What I always look for in all my positions is a huge challenge in uncharted territory. Right now, society, companies, and legislators all switch their attention to sustainable development; however, no one knows how to do it right… yet. During my bachelor studies, e-commerce and online marketing were new and exciting. And while we have developed amazing tools and techniques in the lasts 20 years to sell products online, the market of sustainable development is still very underdeveloped. So while my actual role has not changed much over my career (I’ve always worked with companies to solve their key business challenges at that moment in time), I’ve switched to the kind of problems that I feel really matter for all our futures.

Do you have any advice for IE students and alumni who are looking to pursue a career in your field? What skills do you consider are needed to succeed in your field?

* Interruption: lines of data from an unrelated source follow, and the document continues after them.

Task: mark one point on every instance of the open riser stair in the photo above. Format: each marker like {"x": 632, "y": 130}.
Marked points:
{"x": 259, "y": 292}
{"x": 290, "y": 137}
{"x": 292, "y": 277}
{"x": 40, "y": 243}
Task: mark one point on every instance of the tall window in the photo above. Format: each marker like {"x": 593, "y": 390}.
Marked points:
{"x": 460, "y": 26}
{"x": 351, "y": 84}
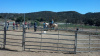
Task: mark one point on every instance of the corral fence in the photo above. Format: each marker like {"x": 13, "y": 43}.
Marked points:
{"x": 27, "y": 40}
{"x": 56, "y": 42}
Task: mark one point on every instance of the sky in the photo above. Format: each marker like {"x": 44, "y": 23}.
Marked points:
{"x": 27, "y": 6}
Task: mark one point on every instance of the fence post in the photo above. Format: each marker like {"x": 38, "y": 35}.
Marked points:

First: Conviction . To make the most of a career in sustainable business, it is crucial to believe in the cause that you are pursuing. Second, you will meet people with very diverse backgrounds and mindsets very different from your own, sometimes very un-business like, so openness is very important. And third, it is very different to convince someone to take a broader look on their business by taking social or ecological aspects into consideration, instead of just selling a new marketing strategy or a restructuring project. That’s why strong persuasion skills are elemental at the interface of business and sustainability and very much in line with the first two aspects.

What’s the best career advice you have ever been given?

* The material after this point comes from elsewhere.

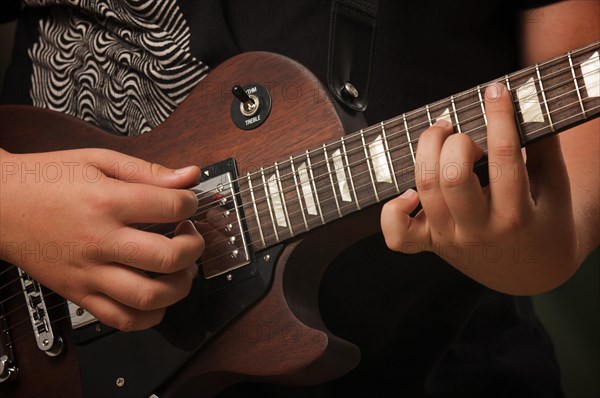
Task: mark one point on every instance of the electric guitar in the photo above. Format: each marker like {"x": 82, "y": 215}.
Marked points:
{"x": 293, "y": 191}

Navigate your career like you would navigate icefloes. Only make the next jump once you know what the jump after will be. That advice helped me, first, to break down big career moves into several smaller ones, and second to focus in every role on what I need to learn in order to take the next step that I aim for.

What skills would you recommend job seekers develop in order to make them more competitive in today’s workforce?
I would focus on the fundamentals: Analytical and problem-solving skills. Considering how fast our world changes, your knowledge in a certain industry is probably outdated in one or two years after you’ve left it. Furthermore, this basic knowledge stays relevant if you fundamentally change your roles after the MBA.